# Installation

In [None]:
%pip install openai
%pip install pyspark

In [None]:
%pip show openai

# Library

In [None]:
import openai
from openai import AzureOpenAI
from openai import OpenAIError, RateLimitError, APIError
import time
from pyspark.sql import SparkSession
from pyspark.sql.types import StructType, StructField, StringType
from pyspark.sql import Row


# Remove before submission

In [None]:
# Key in the end point and the key
ENDPOINT = "Your Endpoint"
API_KEY = "Your API"

In [None]:
def estimate_productModel(review, max_retries=5, initial_wait_time=30):
    API_VERSION = "2024-02-01"
    MODEL_NAME = "gpt-4-turbo-2024-04-09"
    retry_count = 0
    wait_time = initial_wait_time

    client = AzureOpenAI(
        azure_endpoint=ENDPOINT,
        api_key=API_KEY,
        api_version=API_VERSION,
    )

    MESSAGES = [
        {"role": "system", "content": "You are helping to evalute the twitter review and estimate the product model.\
        This is the list of product:\
        Category → subcategory → product model\
        Bikes -> Road Bikes -> Road-250\
        Bikes -> Road Bikes -> Road-550-W\
        Bikes -> Mountain Bikes -> Mountain-200\
        Accessories -> Helmets -> Sport-100\
        Clothing -> Caps -> Cycling Cap\
        Clothing -> Gloves -> Half-Finger Gloves\
        Clothing -> Jerseys -> Long-Sleeve Logo Jersey.\
        If you are not sure about the prudct model. Please state it as N.A.\
        Please do not guess the product model outside of this list.\
        Please *ONLY* answer the product model without any other extra texts\
        "},
        {"role": "user", "content": review},]
    while retry_count < max_retries:
        try:
            completion = client.chat.completions.create(
                model=MODEL_NAME,
                messages=MESSAGES,
            )
            response = completion.choices[0].message.content
            print (response)
            return response

        except RateLimitError as e:
            print(f"Rate limit error (429) encountered: {e}. Retrying {retry_count + 1}/{max_retries} after {wait_time} seconds...")
            retry_count += 1
            time.sleep(wait_time)
            wait_time *= 2  

        except APIError as e:
            print(f"Server error (500) encountered: {e}. Retrying {retry_count + 1}/{max_retries} after {wait_time} seconds...")
            retry_count += 1
            time.sleep(wait_time)
            wait_time *= 2  

        except OpenAIError as e:
            print("An unexpected OpenAI error occurred:", e)
            break  

    
    return "N.A."

In [None]:
# API_VERSION = "2024-02-01"
# MODEL_NAME = "gpt-4-turbo-2024-04-09"
# review = "Just spent the day trying to figure out my new Mountain-100, @MountainBikes. It's like a relic from the past! So complicated to use and it's silver... really, in 2011? #OverIt #MountainBikeFails"

# client = AzureOpenAI(
#     azure_endpoint=ENDPOINT,
#     api_key=API_KEY,
#     api_version=API_VERSION,
# )

# MESSAGES = [
#     {"role": "system", "content": "You are helping to evalute the twitter review and estimate the product model.\
#     This is the list of product:\
#     Category → subcategory → product model\
#     Bikes -> Road Bikes -> Road-250\
#     Bikes -> Road Bikes -> Road-550-W\
#     Bikes -> Mountain Bikes -> Mountain-200\
#     Accessories -> Helmets -> Sport-100\
#     Clothing -> Caps -> Cycling Cap\
#     Clothing -> Gloves -> Half-Finger Gloves\
#     Clothing -> Jerseys -> Long-Sleeve Logo Jersey.\
#     If you are not sure about the prudct model. Please state it as N.A.\
#     Please do not guess the product model outside of this list.\
#     Please *ONLY* answer the product model without any other extra texts\
#     "},
#     {"role": "user", "content": review},]

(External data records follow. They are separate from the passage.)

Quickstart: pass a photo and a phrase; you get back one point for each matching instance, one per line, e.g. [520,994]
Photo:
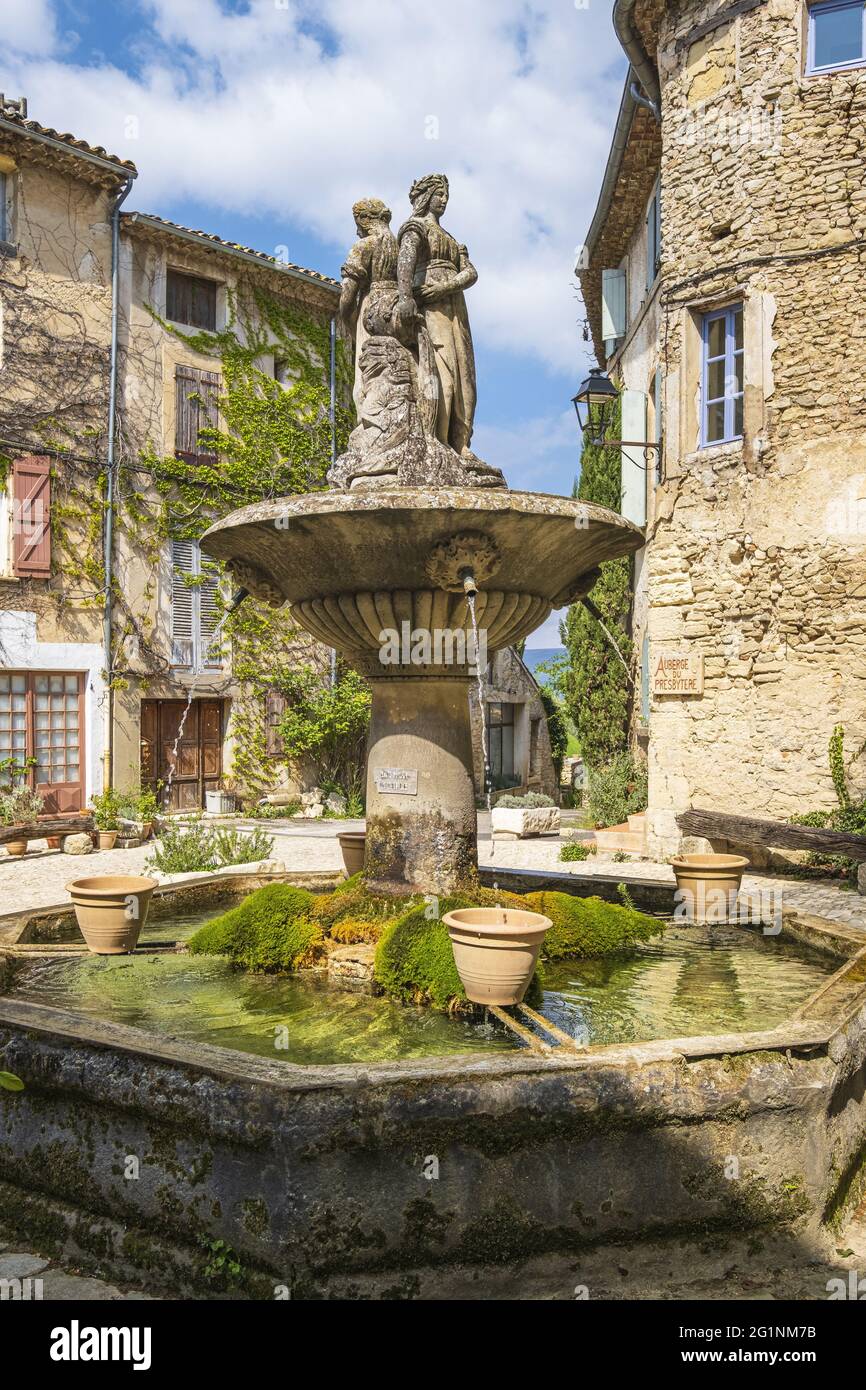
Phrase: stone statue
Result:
[433,273]
[414,367]
[369,277]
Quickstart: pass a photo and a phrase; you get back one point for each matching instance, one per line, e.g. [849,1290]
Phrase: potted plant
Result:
[495,951]
[106,808]
[526,816]
[20,806]
[708,886]
[223,799]
[111,911]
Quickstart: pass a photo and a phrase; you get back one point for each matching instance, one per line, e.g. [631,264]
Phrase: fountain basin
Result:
[388,578]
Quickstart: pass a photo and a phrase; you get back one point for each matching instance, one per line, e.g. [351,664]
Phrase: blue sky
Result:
[263,121]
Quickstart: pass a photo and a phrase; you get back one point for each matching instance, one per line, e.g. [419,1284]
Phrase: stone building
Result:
[515,727]
[88,690]
[724,277]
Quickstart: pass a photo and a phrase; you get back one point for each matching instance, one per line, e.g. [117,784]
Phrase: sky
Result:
[264,120]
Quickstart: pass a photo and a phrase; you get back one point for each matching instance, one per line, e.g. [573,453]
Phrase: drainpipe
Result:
[332,446]
[109,526]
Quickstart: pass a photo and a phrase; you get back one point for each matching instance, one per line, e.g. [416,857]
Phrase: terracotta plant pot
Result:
[708,886]
[495,951]
[111,911]
[353,844]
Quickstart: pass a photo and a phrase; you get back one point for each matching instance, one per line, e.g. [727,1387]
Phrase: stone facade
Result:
[512,685]
[755,556]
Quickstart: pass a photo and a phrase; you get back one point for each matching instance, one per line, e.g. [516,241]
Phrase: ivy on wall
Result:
[597,688]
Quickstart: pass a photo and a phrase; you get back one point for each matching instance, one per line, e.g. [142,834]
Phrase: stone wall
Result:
[756,553]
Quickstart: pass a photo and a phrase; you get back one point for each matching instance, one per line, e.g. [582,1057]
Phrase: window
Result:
[722,389]
[196,407]
[195,581]
[837,35]
[654,236]
[42,736]
[191,300]
[501,744]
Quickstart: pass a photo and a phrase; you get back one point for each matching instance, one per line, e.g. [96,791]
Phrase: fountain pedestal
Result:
[421,820]
[384,578]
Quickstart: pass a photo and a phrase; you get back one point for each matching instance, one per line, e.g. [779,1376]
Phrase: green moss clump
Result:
[270,930]
[588,926]
[414,961]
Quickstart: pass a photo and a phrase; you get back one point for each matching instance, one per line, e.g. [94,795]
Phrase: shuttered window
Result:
[196,409]
[32,517]
[275,706]
[193,608]
[189,299]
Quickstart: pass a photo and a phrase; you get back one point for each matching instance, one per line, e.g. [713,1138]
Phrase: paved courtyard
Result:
[39,880]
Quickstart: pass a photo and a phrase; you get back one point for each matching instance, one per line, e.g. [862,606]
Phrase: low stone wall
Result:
[138,1154]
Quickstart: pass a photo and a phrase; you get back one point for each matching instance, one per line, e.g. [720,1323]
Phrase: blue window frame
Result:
[837,35]
[722,387]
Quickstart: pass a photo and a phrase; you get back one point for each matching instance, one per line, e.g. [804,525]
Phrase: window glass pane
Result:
[838,35]
[715,380]
[716,338]
[715,423]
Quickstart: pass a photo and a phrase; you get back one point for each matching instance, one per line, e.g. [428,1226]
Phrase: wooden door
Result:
[198,738]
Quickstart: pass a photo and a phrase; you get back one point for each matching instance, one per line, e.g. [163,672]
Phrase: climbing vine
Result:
[597,688]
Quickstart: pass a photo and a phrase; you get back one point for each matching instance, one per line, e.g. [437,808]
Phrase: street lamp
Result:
[594,406]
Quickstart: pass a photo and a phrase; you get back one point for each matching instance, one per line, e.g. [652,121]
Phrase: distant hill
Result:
[535,655]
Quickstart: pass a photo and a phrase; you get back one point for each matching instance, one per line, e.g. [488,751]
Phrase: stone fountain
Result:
[414,533]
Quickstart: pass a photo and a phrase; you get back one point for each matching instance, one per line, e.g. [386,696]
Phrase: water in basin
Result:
[691,982]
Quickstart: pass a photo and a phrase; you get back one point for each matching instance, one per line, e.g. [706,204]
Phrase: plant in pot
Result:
[106,808]
[20,806]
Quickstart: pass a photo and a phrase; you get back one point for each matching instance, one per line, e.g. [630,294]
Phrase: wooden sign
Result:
[677,673]
[396,781]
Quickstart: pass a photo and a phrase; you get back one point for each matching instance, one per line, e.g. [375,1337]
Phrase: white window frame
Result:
[195,655]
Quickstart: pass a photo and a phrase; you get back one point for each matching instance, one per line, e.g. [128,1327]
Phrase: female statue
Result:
[433,273]
[369,291]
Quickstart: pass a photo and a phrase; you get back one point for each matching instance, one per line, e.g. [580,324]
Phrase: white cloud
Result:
[295,111]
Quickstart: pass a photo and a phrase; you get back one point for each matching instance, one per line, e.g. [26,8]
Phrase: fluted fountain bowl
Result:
[360,569]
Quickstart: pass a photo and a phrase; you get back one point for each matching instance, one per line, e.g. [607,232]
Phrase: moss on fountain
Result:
[280,927]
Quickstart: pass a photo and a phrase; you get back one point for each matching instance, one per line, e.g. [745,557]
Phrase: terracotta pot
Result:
[708,886]
[353,844]
[111,911]
[495,951]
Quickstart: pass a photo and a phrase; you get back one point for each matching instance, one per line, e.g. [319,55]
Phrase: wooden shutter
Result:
[275,704]
[196,409]
[613,305]
[31,517]
[182,603]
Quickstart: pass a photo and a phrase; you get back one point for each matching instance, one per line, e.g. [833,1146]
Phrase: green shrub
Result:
[270,930]
[576,851]
[616,790]
[238,847]
[588,926]
[185,847]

# completion = client.chat.completions.create(
#             model=MODEL_NAME,
#             messages=MESSAGES,)
# response = completion.model_dump_json(indent=2)


# Initialise Spark session and define schema for the new DataFrame

In [None]:

spark = SparkSession.builder.appName("ProductModelEstimation").getOrCreate()

schema = StructType([
    StructField("reviews", StringType(), True),
    StructField("review_date", StringType(), True),
    StructField("username", StringType(), True),
    StructField("product_model", StringType(), True),
    StructField("review_source", StringType(), True)  
])

# Retrieve table into DataFrame

In [None]:
df = spark.sql("SELECT * FROM AdventureWorks_Lakehouse.Ops_Bronze.social_twitterreviews")
reviews_data = df.collect()

# Populate the product model into the DataFrame

In [None]:
processed_rows = []
for row in reviews_data:
    review = row["reviews"]
    review_date = row["review_date"]
    username = row["username"]
    
    product_model = estimate_productModel(review)

    processed_rows.append(Row(
        reviews=review,
        review_date=review_date,
        username=username,
        product_model=product_model,
        review_source="twitter"  
    ))
    df_with_product_model = spark.createDataFrame(processed_rows, schema)
    df_with_product_model.write.mode("overwrite").saveAsTable("AdventureWorks_Lakehouse.Ops_Silver.social_twitterreviews")



In [None]:
processed_rows

In [None]:
df_with_product_model = spark.createDataFrame(processed_rows, schema)

### Save the 

In [None]:
save = False
if save:
    df_with_product_model.write.mode("overwrite").option("overwriteSchema", "true").saveAsTable("AdventureWorks_Lakehouse.Ops_Silver.social_twitterreviews")


## Save the product model estimation as batch (Used as backup in case of kernal disconnection)

In [None]:
# Initialize an empty list to accumulate rows
processed_rows = []
batch_size = 50  # Number of rows to write per batch
counter = 0      # Row counter to keep track of rows in the current batch

for row in reviews_data:
    review = row["reviews"]
    review_date = row["review_date"]
    username = row["username"]

    # Get product model for the review
    product_model = estimate_productModel(review)

    # Add row to the processed_rows list
    processed_rows.append(Row(
        reviews=review,
        review_date=review_date,
        username=username,
        product_model=product_model,
        review_source="Twitter"  # Add review source
    ))

    counter += 1

    # When we reach the batch size, save to the table
    if counter == batch_size:
        # Create a DataFrame from the batch
        df_batch = spark.createDataFrame(processed_rows)
        
        # Write batch to the table (append mode)
        df_batch.write.mode("append").saveAsTable("AdventureWorks_Lakehouse.Ops_Silver.social_twitterreviews")
        
        # Clear the batch and reset the counter
        processed_rows.clear()
        counter = 0

# Write any remaining rows that didn’t make a full batch
if processed_rows:
    df_batch = spark.createDataFrame(processed_rows)
    df_batch.write.mode("append").saveAsTable("AdventureWorks_Lakehouse.Ops_Silver.social_twitterreviews")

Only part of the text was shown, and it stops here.